Anyway I didn’t really mean for this post to turn into a bunch of stuff about my own insecurities, especially since I’ve been a lot more confident about the whole thing in the last year or two. It helps that I am pretty passionate about HCI and basically since the first time I learned about it I have deeply felt that this is a field where I belong. The point is, though, that I can be and am a talented, qualified (for graduate study at least) programmer. Even though I spend my free time doing things like crafting and cooking and reading novels about relationships and emotions instead of shiny tech and browsing blogs full of cute animals and feminist commentary and playing spider solitaire instead of creating my own toy games*. So, for the sake of all the other women out there who feel like having a life besides tech geek things means they just aren’t good enough, I will not restrict the topics I write about. As my (wonderful, and very aware of gender issues, and the general gap between people who “get” CS and those whose brains don’t follow the patterns of thought nearly as naturally) intro prof used to say, “There’s more to life than computer science.” Even for people who make a living in it. The personal is political!

There’s also the fact that, when it comes down to it, people will pay attention to this blog because of the quality of my thoughts and writing, not because I only ever write about one kind of thing. Maybe that’s part of the trouble. Imagine leaving my success up to my own skill!

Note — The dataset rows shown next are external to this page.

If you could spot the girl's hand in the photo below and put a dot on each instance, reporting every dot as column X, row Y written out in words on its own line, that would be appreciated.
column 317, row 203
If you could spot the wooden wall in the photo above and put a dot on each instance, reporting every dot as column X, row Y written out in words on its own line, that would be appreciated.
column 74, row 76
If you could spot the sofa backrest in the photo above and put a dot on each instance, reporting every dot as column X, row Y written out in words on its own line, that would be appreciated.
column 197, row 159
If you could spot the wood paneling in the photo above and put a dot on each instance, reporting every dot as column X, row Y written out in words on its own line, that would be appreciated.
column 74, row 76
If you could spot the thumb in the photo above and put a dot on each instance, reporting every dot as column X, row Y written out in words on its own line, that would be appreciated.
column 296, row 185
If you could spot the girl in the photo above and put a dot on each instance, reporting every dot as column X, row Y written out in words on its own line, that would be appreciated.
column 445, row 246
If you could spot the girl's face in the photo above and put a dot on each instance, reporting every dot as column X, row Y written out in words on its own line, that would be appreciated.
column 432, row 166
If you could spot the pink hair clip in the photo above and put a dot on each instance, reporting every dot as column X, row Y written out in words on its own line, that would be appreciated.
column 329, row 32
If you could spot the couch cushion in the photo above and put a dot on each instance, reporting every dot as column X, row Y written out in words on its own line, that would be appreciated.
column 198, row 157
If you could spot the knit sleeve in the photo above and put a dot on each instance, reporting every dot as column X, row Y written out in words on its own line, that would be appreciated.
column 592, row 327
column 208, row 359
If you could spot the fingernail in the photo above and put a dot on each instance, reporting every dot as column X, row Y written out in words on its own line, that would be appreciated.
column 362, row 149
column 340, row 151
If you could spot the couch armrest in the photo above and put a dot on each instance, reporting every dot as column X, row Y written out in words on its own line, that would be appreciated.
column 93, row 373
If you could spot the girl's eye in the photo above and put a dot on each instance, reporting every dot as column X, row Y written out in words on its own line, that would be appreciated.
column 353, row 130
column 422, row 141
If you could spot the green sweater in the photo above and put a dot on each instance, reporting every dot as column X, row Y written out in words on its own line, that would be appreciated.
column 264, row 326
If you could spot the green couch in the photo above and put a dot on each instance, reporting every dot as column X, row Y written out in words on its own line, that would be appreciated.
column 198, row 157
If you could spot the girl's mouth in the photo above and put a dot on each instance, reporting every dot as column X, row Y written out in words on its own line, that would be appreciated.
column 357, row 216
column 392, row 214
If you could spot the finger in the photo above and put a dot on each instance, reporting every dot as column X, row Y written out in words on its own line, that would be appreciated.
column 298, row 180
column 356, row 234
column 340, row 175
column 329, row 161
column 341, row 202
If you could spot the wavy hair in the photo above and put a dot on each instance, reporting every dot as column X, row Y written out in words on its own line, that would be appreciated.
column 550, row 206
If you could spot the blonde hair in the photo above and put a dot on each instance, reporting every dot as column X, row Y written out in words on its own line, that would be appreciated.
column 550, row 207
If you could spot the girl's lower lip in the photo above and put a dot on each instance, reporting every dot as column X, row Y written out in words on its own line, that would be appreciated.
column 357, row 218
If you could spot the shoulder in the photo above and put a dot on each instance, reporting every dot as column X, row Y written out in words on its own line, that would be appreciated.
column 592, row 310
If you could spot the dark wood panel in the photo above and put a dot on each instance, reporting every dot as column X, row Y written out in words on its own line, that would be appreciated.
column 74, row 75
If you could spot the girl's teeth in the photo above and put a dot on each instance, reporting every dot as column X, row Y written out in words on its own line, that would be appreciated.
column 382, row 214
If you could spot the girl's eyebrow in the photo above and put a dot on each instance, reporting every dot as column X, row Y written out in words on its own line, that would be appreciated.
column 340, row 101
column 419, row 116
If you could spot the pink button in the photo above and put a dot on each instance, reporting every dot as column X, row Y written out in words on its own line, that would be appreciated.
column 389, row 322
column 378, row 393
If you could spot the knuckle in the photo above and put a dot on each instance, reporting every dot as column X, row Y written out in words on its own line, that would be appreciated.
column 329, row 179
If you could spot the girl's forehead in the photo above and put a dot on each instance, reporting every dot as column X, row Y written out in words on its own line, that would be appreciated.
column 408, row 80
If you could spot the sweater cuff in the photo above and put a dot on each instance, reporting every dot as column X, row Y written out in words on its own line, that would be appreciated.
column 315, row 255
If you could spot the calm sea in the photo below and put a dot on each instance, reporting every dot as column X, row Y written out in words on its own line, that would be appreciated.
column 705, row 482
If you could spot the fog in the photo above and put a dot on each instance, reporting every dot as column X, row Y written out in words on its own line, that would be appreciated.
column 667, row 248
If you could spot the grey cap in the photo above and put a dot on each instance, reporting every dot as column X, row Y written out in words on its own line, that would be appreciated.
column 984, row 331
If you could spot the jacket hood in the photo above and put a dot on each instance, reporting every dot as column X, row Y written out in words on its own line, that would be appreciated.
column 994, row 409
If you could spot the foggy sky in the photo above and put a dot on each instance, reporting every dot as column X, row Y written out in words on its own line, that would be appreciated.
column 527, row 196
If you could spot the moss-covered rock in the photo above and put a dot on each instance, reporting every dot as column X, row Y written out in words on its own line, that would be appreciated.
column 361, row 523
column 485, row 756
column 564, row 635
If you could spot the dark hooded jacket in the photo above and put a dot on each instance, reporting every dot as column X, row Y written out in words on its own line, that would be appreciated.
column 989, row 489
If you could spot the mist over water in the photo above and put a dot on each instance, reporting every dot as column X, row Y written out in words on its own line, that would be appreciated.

* I did create a simple text-based blackjack program in high school, and that was fun. Also I tend to feel incredibly geeky playing spider solitaire because I think about my strategy in terms of algorithms. I’ve decided it’s definitely a game that requires a dynamic programming approach, because I have tried several greedy strategies that turn out to be sub-optimal. But this may just be me justifying my liberal use of the “undo move” button. Without that, the only strategies available are greedy. God, listen to me. I don’t have geek cred?